The elder Durant eventually got a job as a security guard at UD, allowing the family to afford for Durant to go to college there.
In the years after Zen Guerrilla’s demise, Durant has continued following his muse, learning to play many instruments, including piano, guitar and bass — things he didn’t do as Zen’s roving singer.
“And I’m constantly singing. It’s part of my DNA,” he says. “Along with exercise, singing is the best cure for depression I’ve ever found. It stimulates something there in the medulla oblongata and gets me up in the morning.”
Durant keenly remembers the final show he played on the elevated downstairs stage that once stood on the main floor of the Deer Park’s back room.
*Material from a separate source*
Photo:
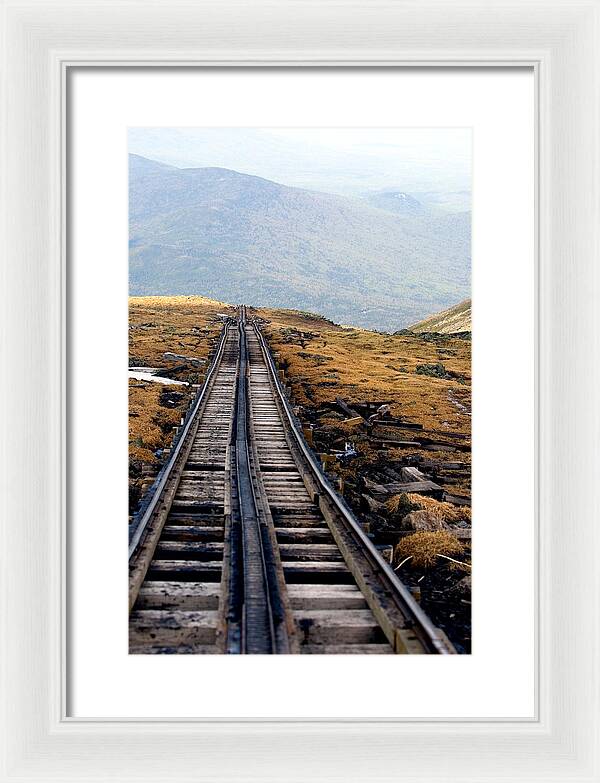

That’s because he was thrashing so hard, his foot went right through it. It’s a story that has become legend over the years.
“I was bummed about it. That stage hosted George Thorogood,” remembers Durant, a Caesar Rodney High School graduate, having been raised in Camden.
It was especially memorable because Durant was working at the Deer Park at the time as a dishwasher and prep cook. It was his job to deal with the mess the next morning.
“I had to clean up the remnants of the stage,” he says of the bar where he would sneak in underage to perform with blues bands. “I was the one who had to carry it to the dumpster.”